Second, we realized that we will never be able to cover a meaningful subset of Linux distributions with official releases so most of the Linux development effort was centered around making the compiler open-source, so that anybody could compile for the rest of the platforms if a version was not available. Currently, the compiler is mostly written in C++, but some parts are written in Z2. The bridge between them is a horrible collection of hacks. So we attempted to port everything to Z2 and release only that, with no hacks. This meant not only porting the compiler, but a whole lot of support C++ library. This was far too much of a substantial task to finish in any decent time period.
But actually this was a bit of a self defeating effort. Z2 is designed with two backends in mind, a C++ one and a LLVM one, and the C++ can offer excellent comparability, allowing both Z2 to be called form C++ code and they other way around (with some limits of course). So we will focus the effort on making the natural compatibility closer to production ready, rather than porting. After this, new parts of code will be written only in Z2 and every time a bit of C++ code gets some non-trivial update, we will rewrite that bit of code in Z2, one function at a time. And thanks to the designed comparability, this should work without any of the hacks that are currently needed. Slowly, over time, the number of Z2 functions will go up and the C++ one will go down, but in the meantime builds will continue to be hybrid. This way we don’t need to wait until we have a full port that we can open-source. Every single future version will come with the parts that are written in Z2 included in the package.
But having everything OSSed is only the beginning. This won’t really help potential users because as a fledgling language, there is ultimately an almost 0% chance of getting included into any Linux distribution. So you will have to compile yourself on all platforms that are not officially supported. And it won’t be that simple, since bootstrapping is needed. But Linux users willing to try a new programming language should have little problems with the process.
With an ever increasing projected amount of Z2 code in the compiler, it will soon come to us having to fix develop, fix bugs and debug Z2 code in a real project, the compiler itself. Doing this in C++ is easy because the tools are there and work well. Doing it in Z2 is harder, so ZIDE and the rest of the tools must become top notch. Particularly the current SCU output method, where methods are reorganized into a single file in an order that is best for the compiler but not that easy to use by a human won’t do. We’ll keep this method around, but a new more natural and traditional unit based compilation process will be introduced.

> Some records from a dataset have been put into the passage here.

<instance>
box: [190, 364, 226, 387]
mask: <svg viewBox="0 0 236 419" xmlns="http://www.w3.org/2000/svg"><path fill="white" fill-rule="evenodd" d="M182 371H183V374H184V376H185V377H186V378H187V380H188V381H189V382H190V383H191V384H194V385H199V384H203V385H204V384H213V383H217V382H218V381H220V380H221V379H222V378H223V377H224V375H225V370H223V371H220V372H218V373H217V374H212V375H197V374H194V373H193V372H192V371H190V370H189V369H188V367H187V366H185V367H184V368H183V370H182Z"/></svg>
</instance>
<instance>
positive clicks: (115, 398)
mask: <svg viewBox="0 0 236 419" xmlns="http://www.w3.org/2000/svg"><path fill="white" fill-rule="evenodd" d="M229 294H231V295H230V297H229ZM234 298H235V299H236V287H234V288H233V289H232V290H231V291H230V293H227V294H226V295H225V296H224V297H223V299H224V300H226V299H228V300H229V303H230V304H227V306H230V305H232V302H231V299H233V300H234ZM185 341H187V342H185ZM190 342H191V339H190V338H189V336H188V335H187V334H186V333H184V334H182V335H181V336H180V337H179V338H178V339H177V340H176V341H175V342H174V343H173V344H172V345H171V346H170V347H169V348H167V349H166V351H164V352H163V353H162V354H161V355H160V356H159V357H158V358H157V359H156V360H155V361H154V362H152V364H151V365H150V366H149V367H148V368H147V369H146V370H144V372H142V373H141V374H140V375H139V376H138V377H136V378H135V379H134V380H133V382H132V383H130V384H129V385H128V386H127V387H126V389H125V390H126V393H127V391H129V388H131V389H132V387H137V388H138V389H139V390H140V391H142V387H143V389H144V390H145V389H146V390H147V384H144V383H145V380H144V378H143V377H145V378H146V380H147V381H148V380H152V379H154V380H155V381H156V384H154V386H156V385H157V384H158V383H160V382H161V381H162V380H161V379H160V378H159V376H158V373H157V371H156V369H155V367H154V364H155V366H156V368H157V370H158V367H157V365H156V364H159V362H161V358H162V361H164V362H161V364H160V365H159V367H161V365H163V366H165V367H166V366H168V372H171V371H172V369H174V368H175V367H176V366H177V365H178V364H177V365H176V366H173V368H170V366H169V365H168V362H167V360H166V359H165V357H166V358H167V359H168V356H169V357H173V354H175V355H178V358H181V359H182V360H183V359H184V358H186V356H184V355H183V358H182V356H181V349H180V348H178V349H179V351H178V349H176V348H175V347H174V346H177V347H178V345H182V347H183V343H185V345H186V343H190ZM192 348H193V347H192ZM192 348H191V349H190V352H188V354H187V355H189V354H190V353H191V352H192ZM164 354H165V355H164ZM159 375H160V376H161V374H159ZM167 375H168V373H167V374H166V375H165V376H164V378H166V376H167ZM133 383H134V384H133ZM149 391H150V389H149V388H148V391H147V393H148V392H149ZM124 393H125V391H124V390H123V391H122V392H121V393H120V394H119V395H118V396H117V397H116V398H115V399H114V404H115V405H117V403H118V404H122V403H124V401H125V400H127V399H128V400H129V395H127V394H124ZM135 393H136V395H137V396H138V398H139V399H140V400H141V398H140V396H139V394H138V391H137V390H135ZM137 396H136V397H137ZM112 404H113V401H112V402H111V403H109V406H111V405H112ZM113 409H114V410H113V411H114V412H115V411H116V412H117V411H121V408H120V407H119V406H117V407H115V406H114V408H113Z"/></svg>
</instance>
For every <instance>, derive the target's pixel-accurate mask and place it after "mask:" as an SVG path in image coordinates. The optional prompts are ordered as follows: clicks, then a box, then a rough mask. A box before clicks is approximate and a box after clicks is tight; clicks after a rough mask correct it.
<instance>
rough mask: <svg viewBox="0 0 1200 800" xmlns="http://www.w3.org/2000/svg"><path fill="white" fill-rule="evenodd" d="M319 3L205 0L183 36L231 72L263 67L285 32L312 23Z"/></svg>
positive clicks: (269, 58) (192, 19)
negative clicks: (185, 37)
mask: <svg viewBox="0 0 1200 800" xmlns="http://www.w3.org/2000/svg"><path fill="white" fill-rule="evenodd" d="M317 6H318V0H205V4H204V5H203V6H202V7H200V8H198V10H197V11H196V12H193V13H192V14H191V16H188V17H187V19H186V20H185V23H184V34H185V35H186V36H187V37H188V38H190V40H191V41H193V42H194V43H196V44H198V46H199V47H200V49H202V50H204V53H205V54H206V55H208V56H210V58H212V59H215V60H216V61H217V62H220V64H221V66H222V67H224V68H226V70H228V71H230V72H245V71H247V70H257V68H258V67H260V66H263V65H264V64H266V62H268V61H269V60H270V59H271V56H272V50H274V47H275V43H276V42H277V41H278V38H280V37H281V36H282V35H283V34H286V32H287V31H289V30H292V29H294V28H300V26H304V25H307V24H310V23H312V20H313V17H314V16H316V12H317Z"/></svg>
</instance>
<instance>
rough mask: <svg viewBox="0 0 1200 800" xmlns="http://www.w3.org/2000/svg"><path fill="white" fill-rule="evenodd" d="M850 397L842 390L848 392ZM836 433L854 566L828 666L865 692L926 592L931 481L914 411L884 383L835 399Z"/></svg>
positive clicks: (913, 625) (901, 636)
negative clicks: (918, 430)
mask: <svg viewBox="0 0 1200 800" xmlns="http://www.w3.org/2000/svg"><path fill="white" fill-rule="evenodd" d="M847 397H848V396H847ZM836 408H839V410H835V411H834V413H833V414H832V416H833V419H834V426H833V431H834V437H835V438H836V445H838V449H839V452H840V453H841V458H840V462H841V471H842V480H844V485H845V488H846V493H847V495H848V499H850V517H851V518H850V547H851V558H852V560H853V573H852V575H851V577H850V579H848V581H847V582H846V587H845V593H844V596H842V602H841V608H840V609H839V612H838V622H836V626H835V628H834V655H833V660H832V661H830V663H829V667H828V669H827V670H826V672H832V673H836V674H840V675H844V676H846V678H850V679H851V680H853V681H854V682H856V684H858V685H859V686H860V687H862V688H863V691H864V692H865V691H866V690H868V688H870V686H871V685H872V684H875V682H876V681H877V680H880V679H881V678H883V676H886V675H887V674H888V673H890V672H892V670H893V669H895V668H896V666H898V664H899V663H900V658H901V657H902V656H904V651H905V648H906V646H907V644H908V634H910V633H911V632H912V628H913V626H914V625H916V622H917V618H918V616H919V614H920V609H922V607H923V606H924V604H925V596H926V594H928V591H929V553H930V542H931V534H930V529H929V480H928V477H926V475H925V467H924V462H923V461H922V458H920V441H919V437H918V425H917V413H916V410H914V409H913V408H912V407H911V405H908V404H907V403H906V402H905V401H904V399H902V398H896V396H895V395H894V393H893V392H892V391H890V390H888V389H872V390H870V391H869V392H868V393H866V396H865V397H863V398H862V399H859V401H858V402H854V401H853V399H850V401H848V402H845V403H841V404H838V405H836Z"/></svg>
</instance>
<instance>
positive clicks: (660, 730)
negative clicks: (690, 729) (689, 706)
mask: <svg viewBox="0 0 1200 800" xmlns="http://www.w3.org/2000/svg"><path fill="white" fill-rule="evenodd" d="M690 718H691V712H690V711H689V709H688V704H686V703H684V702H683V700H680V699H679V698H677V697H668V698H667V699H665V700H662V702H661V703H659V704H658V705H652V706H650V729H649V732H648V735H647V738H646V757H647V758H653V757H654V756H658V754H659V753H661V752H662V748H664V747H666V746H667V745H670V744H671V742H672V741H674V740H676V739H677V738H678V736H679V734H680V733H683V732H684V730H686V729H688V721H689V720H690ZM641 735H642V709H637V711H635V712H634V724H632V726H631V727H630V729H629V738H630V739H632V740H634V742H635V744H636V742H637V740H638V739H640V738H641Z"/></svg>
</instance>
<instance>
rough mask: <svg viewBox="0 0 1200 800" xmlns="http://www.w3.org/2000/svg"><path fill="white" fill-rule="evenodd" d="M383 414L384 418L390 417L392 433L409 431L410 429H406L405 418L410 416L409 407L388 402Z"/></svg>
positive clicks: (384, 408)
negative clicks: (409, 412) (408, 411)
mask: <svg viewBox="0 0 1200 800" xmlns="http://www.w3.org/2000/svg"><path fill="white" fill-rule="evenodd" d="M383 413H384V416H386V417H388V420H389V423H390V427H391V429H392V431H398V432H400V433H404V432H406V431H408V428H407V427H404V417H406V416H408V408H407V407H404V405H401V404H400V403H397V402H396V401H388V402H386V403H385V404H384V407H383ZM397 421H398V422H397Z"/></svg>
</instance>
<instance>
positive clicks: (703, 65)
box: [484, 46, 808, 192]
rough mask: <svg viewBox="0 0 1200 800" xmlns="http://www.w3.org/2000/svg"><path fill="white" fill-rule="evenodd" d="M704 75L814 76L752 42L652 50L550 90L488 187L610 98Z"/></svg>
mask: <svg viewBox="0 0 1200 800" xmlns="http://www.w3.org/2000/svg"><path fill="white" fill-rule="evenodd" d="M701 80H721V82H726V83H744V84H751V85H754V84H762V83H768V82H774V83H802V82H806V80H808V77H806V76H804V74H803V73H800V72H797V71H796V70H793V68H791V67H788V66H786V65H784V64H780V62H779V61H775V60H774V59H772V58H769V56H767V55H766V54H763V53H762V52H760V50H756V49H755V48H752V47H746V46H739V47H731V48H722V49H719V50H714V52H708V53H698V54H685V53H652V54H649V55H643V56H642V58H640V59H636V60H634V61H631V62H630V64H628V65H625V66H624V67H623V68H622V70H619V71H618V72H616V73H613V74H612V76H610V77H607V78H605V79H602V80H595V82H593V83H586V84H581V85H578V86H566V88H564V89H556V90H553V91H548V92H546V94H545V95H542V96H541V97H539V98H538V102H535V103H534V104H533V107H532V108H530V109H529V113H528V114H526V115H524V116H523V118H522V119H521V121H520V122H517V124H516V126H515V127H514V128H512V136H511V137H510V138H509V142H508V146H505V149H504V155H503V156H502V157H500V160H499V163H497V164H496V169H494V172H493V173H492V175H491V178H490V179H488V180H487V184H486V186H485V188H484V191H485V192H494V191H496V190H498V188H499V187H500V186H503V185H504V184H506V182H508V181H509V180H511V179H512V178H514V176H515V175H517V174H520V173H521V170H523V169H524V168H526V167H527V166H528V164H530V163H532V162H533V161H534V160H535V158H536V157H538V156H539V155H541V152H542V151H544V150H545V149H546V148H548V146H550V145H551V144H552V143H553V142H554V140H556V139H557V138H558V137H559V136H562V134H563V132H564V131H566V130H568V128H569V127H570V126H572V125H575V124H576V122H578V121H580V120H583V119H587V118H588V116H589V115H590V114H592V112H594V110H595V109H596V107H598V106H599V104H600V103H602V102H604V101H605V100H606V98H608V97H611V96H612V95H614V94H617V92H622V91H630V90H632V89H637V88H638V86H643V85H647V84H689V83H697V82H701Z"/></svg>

This will be a challenge since the goal is for Z2 to compile a faster than C++.
In January we want to release PT 9.2, a version that will support this new compilation method. It will also have a higher percentage of Z2 code in the compiler, this time OSSed. The library will get some additions. We also noticed that it would be possible to improve in some areas on one of the core tenets of the language: in general, there should be one way/syntax of doing a single thing, and if there are more than one, this should be particularly well explained and documented. The language is still not as lean and mean as we would like it, so some parts are getting removed. This should have pretty much zero impact on the library and the capabilities of the language, it will just become less redundant and have a more focused syntax. Part of these updates will be included in 9.2, including the new much improved and less ambiguous way of using vector literals.
Once this process is fully finished, we will release further PT 9.x version. These will have higher meta-programming capabilities and some other features. PT 10 should bring full Linux support and before 11, all source code, including the compiler should finally be OSSed.
Over the holidays I’ll try to write a new Crash Course. I am also experimenting on a larger written piece, titled “Language specs by minigun”, where I’ll try to present the language using short phrases and examples, fired at a break-neck speed. Summarizing pages form the spec into a couple of lines at a time. And hopefully once that piece is done, it will go though the hands of an editor so we can improve on the generally low level of written English on this blog.